Les stéréotypes comme autre obstacle
Il n’y a pas que le défi de harcèlement sexuel qui freine l’émergence des jeunes artistes musiciennes. Elles affirment faire face également à des stéréotypes dans leur environnement, une société où la musique moderne est encore considérée comme activité réservée aux gens de mœurs légères.
La jeune rappeuse étudiante en première année ( L1 LMD) de la Communication à l’Université de l’Assomption au Congo UAC Butembo, accuse par ailleurs, la mauvaise perception par la société d’une musicienne, freinant par moment le développement des artistes féminins.
Alia Kas témoigne qu’au début de sa carrière, elle a même été rejetée par sa propre famille, craignant pour son avenir dans un « domaine des gens de mœurs légères ».
«Comme je l’ai chanté dans ma chanson « destinée », mon début n’a pas été facile. Tout le monde presque n’était pas d’accord que j’embrasse cette carrière musicale dans mon entourage. Ils ont cru que j’allais devenir une fille de mœurs légères», révèle-t-elle.

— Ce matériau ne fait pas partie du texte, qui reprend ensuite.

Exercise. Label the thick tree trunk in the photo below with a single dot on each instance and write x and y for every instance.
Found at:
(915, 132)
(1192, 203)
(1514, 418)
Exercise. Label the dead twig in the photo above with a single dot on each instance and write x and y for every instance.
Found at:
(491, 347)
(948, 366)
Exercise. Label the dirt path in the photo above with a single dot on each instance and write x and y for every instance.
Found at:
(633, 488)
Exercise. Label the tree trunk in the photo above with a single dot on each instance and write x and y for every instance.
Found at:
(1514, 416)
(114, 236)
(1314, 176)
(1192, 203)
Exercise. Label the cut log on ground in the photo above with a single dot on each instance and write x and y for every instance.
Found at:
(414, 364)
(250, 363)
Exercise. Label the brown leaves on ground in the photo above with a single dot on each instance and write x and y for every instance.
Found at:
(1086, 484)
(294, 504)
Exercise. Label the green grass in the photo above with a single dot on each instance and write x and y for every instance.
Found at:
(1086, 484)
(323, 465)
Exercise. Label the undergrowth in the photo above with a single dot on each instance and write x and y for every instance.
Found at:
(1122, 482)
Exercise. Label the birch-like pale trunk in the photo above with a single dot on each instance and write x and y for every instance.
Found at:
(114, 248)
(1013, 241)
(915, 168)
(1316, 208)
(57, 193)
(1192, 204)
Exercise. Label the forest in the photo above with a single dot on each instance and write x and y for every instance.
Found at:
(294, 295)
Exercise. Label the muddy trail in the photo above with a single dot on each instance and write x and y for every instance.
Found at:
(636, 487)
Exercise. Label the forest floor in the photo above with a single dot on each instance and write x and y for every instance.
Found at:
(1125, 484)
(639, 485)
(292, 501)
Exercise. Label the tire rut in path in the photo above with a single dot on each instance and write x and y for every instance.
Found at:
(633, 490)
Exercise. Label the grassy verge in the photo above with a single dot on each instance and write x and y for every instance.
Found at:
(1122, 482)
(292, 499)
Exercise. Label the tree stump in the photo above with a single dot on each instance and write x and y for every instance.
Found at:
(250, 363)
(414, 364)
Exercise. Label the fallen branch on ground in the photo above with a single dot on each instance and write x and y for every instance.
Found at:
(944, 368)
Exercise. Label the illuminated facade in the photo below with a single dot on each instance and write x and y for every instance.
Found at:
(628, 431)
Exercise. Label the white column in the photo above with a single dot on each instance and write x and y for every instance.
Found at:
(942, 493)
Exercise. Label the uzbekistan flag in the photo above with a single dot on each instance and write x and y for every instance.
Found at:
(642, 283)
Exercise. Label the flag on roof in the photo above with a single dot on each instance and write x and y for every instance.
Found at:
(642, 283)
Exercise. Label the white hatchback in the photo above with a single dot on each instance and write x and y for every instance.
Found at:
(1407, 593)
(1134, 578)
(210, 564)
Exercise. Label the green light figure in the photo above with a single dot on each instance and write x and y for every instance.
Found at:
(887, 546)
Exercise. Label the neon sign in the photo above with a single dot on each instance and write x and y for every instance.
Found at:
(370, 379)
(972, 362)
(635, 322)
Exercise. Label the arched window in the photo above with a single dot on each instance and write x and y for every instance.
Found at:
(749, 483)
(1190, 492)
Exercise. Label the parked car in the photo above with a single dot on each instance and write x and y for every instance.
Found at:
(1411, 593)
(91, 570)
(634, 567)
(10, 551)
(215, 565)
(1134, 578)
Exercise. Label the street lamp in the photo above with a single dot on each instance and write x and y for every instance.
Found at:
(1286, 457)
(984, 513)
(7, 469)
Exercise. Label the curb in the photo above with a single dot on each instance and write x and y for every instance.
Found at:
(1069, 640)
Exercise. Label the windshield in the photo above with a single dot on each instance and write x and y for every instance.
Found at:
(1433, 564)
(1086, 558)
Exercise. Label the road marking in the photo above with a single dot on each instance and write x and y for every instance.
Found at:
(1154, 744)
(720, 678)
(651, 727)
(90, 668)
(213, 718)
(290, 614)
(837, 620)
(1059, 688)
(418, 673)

Freddy Mtoto, manager et promoteur de plusieurs artistes musiciens de Butembo reconnaît ces difficultés qu’endurent des jeunes filles artistes musiciennes du Grand-Nord-Kivu.
Il témoigne avoir même rencontré pendant son travail une chanteuse qui a jugé mieux de mettre fin à ses ambitions musicales pour avoir été soumise à l’épreuve d’être couchée pendant qu’elle sollicitait le sponsoring.

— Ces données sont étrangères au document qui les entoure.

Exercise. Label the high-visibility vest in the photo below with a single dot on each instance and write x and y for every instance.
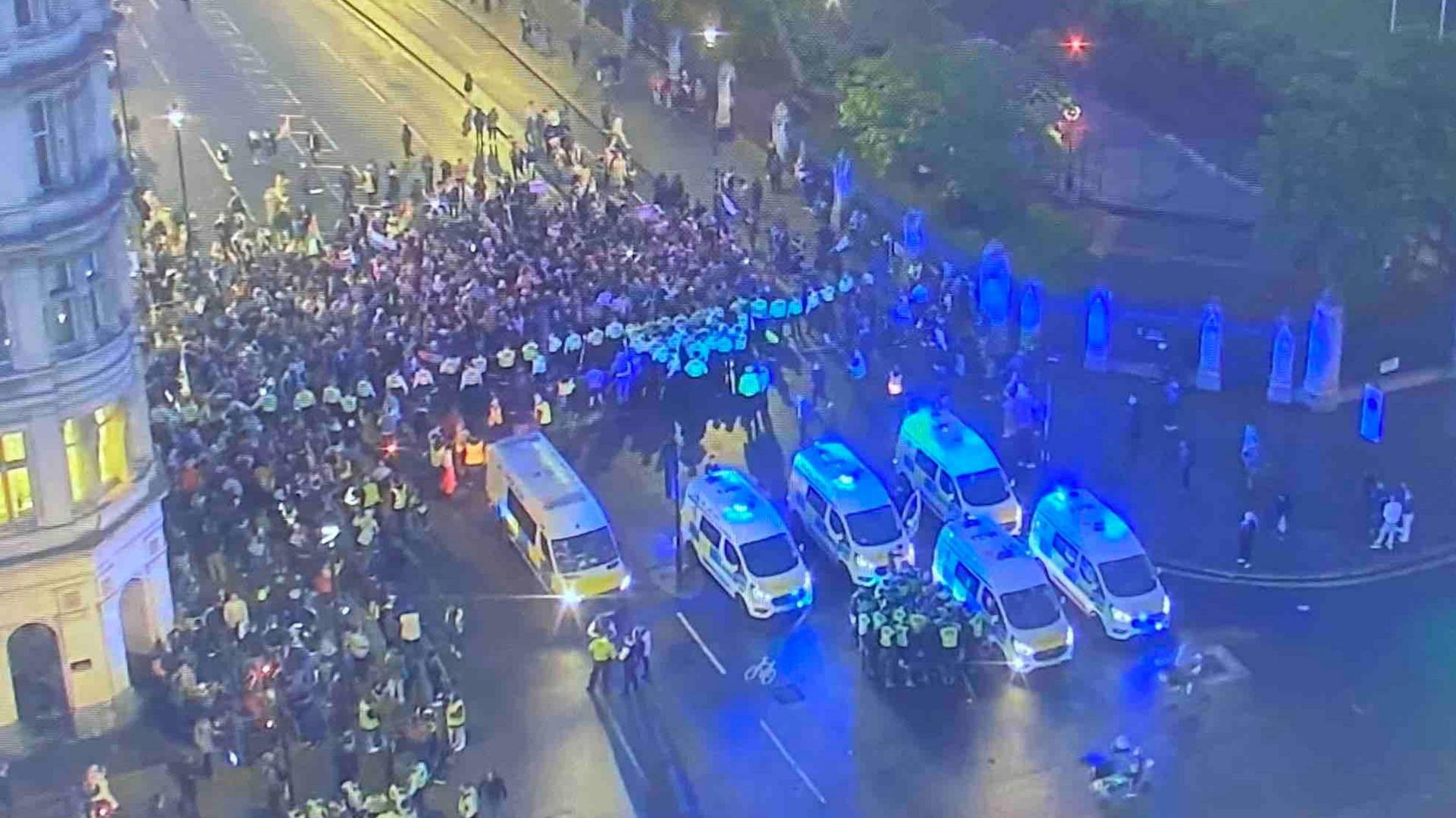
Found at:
(949, 636)
(369, 719)
(469, 804)
(455, 713)
(475, 453)
(887, 635)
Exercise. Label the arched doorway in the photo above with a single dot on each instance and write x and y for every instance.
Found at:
(136, 628)
(38, 680)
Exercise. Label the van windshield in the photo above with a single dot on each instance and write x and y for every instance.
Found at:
(1128, 577)
(874, 527)
(983, 488)
(584, 552)
(1031, 607)
(769, 556)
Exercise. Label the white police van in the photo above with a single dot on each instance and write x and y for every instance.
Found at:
(987, 568)
(954, 471)
(1097, 561)
(840, 504)
(743, 544)
(552, 519)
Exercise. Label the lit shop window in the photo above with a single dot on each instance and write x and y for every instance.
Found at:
(15, 478)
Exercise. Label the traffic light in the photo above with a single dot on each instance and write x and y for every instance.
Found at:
(1075, 45)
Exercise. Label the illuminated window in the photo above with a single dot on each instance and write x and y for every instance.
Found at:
(111, 444)
(15, 478)
(74, 459)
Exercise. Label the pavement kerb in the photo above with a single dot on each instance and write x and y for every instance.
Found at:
(1446, 555)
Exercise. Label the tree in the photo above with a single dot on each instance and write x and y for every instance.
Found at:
(1337, 163)
(884, 108)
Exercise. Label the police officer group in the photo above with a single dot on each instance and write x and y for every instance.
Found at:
(910, 631)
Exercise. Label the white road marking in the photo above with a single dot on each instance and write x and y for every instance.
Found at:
(701, 644)
(332, 53)
(622, 738)
(379, 96)
(1234, 670)
(158, 69)
(792, 763)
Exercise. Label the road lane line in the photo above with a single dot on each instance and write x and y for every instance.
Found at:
(379, 96)
(158, 69)
(701, 644)
(332, 53)
(622, 738)
(792, 763)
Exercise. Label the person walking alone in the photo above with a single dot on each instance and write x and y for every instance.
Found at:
(1185, 463)
(492, 788)
(1282, 507)
(1391, 516)
(1248, 527)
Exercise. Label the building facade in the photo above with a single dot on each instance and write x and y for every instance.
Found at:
(83, 566)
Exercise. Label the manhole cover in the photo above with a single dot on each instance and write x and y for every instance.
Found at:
(788, 694)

« En tant que consultant en production et promotion d’artistes, je conseille aux jeunes artistes de mieux s’organiser pour contourner ces défis qui ne sont pas endogènes » a-t-il dit.
Pour sa part , Maître Magguy Panza cadre de l’association sans but lucratif Femmes Juristes pour la défense des Droits de la Femme et de l’enfant , encourage ces jeunes femmes qui s’en donnent aux activités culturelles en solo.
Cependant, elle reconnaît le défi pour ces dames d’être dépourvues de moyens financiers. Cette femme militante pour les droits féminins plaide pour le changement de mentalité des mécènes locaux à l’égard des musiciennes.
Magguy Panza souligne la nécessité des musiciennes de conserver leur dignité.